Figure 7. Many of the commissural axon-associated growth cones in Math1/L1 embryos display a swollen/bulbous morphology typically associated with a stalling behavior

(A, B) Photomicrographs of DiI-labeled axons in open book preparations derived from E12.5 Math1/L1 embryos. (A) This particular open-book preparation contains examples of both swollen/bulbous, stalled growth cones (black arrowheads) and commissural axons tipped by wild type-like growth cones (white arrows) that inappropriately turn into the longitudinal plane on the ipsilateral side of the FP. (B) In this open-book preparation, there are at least four examples of presumably stalled growth cones (black arrowheads). In each panel, the dashed lines demarcate the position of the FP. Ipsi, ipsilateral; ant, anterior direction. Scale bar in (B), 25 μm (A, B).

Figure 8. Quantification of pathfinding errors in wild-type (WT) and Math1/L1 embryos

Frequency histogram summarizing the phenotypes (unaffected and aberrant) observed in Math1/L1 versus WT embryos (see text for scoring criteria and details).

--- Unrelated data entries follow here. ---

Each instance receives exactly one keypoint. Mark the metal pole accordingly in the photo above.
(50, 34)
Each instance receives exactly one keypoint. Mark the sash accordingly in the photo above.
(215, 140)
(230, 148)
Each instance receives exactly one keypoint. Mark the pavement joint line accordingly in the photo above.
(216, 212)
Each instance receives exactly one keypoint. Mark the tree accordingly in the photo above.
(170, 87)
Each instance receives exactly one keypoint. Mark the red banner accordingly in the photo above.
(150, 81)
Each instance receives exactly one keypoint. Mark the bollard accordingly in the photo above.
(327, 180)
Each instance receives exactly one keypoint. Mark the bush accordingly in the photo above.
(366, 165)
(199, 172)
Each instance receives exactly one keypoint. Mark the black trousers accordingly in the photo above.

Figure 9. GFP-labeled commissural axons exhibit pathfinding defects in Math1/L1;Math/tauGFP (Math1/L1) embryos

(A, E) Photomicrographs of GFP-labeled commissural axons in open book preparations derived from an E12.5 Math1/tauGFP (A) and a Math1/L1;Math1/tauGFP (E) embryo. Several examples of stalled growth cones (black arrows in E) are observed in the open-book preparation derived from the Math1/L1;Math1/tauGFP, but not the Math1/tauGFP, embryo. The FP is located at the bottom of each panel. (B-D, F-H). Photomicrographs of DiI- or GFP-labeled commissural axons in open book preparations derived from a Math1/tauGFP (WT; B-D) and a Math1/L1;Math1/tauGFP (Math1/L1; F-H) embryo. (B, F) DiI labeling. (C, G) GFP expression. (D, H) Merge of DiI labeling and GFP expression. In B-D and F-H, the asterisk demarcates the ipsilateral side of the FP. In each panel, rostral is to the right. Scale bar in (E), 25 μm (A, E); 45 μm (B-D, F-H).